Steroid hormones including (1,25)-dihydroxyvitamin D3,
estrogens, and
glucocorticoids control bone development and homeostasis. We show here that the osteogenic
transcription factor Runx2 controls genes involved in
sterol/
steroid metabolism, including
Cyp11a1, Cyp39a1, Cyp51, Lss, and Dhcr7 in murine osteoprogenitor cells.

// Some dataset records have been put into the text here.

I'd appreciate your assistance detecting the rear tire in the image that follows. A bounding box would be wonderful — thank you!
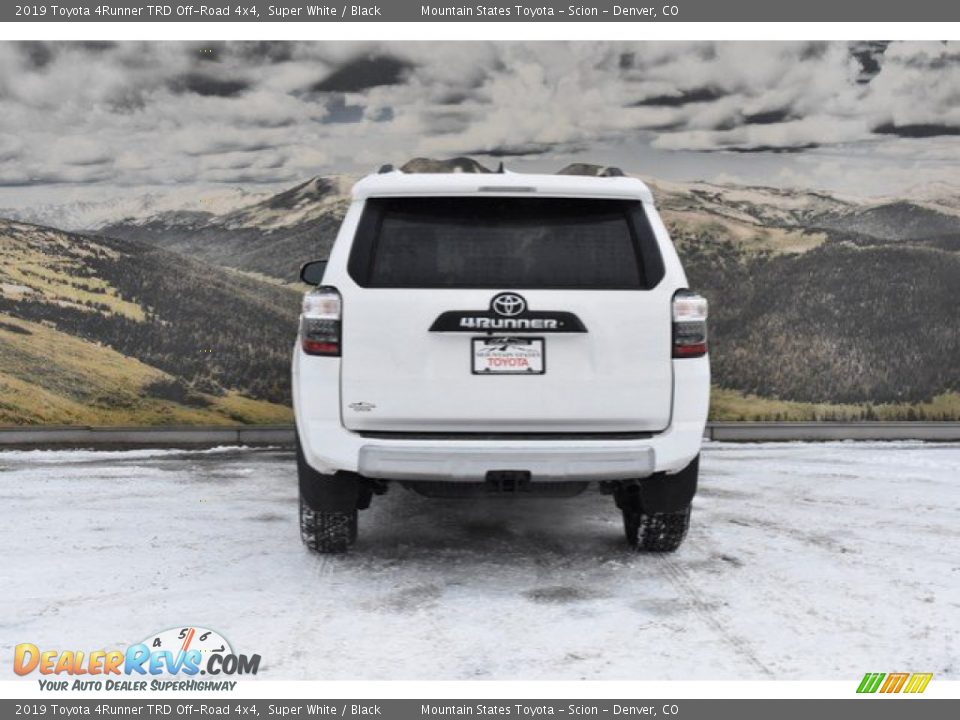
[614,455,700,553]
[300,497,357,555]
[297,430,360,555]
[623,507,690,552]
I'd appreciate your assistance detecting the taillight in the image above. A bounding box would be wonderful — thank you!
[300,287,341,356]
[673,290,707,358]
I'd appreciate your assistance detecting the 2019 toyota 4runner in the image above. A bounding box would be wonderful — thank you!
[293,170,710,553]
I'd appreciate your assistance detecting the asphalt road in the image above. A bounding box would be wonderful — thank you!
[0,442,960,681]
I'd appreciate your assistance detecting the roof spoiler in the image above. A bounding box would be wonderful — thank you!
[377,161,626,177]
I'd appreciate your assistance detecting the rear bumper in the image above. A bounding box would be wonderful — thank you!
[293,351,710,482]
[358,444,656,482]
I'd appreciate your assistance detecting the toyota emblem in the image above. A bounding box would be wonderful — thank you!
[490,293,527,317]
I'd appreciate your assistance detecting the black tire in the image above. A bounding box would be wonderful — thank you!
[297,430,360,554]
[300,498,357,555]
[623,507,690,552]
[614,455,700,552]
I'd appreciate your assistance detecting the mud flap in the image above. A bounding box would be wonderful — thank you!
[300,472,360,513]
[637,455,700,515]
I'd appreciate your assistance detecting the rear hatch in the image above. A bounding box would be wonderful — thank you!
[340,196,673,433]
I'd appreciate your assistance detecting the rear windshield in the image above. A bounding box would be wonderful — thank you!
[349,197,663,290]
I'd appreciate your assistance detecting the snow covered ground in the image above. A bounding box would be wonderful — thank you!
[0,443,960,680]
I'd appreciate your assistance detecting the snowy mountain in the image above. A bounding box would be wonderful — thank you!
[0,188,271,231]
[100,176,357,282]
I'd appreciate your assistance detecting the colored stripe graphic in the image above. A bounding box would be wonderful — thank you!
[857,673,933,694]
[903,673,933,693]
[880,673,910,693]
[857,673,886,693]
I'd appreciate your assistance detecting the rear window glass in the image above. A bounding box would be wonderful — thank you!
[350,197,662,290]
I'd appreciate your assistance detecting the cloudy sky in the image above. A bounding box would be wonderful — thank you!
[0,42,960,206]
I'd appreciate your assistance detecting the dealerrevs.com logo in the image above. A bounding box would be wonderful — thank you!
[13,627,260,691]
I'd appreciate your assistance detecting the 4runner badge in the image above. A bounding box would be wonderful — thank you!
[430,292,587,333]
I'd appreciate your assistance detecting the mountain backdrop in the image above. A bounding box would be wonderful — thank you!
[0,158,960,424]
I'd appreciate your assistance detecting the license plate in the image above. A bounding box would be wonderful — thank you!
[472,337,547,375]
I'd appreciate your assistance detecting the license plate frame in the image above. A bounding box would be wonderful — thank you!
[470,336,547,377]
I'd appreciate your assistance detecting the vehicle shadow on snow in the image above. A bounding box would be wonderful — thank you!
[344,487,635,562]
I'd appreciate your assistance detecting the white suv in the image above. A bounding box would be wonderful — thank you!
[293,166,710,553]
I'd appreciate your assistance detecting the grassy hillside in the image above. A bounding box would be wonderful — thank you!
[710,387,960,422]
[0,314,291,425]
[0,221,297,424]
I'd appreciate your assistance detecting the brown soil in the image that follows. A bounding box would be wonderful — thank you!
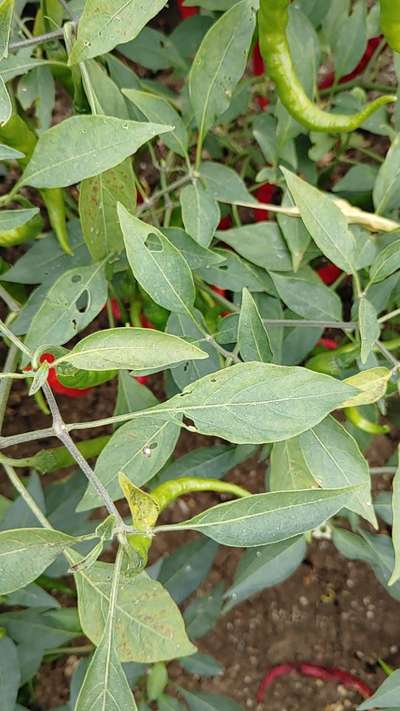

Cyp11a1 (P450scc) encodes an approximately 55-kDa mitochondrial
enzyme that catalyzes side-chain cleavage of
cholesterol and is rate limiting for
steroid hormone biosynthesis. Runx2 is coexpressed with
Cyp11a1 in osteoblasts as well as nonosseous cell types (e.g. testis and
breast cancer cells), suggesting a broad
biological role for Runx2 in
sterol/
steroid metabolism. Notably, osteoblasts and
breast cancer cells express an approximately 32-kDa truncated
isoform of
Cyp11a1 that is nonmitochondrial and localized in both the cytoplasm and the nucleus.
Chromatin immunoprecipitation analyses and gel shift assays show that Runx2 binds to the
Cyp11a1 gene promoter in osteoblasts, indicating that
Cyp11a1 is a direct target of Runx2. Specific
Cyp11a1 knockdown with
short hairpin RNA increases cell proliferation, indicating that
Cyp11a1 normally suppresses osteoblast proliferation. We conclude that Runx2 regulates
enzymes involved in
sterol/
steroid-related metabolic pathways and that activation of
Cyp11a1 by Runx2 may contribute to attenuation of osteoblast growth.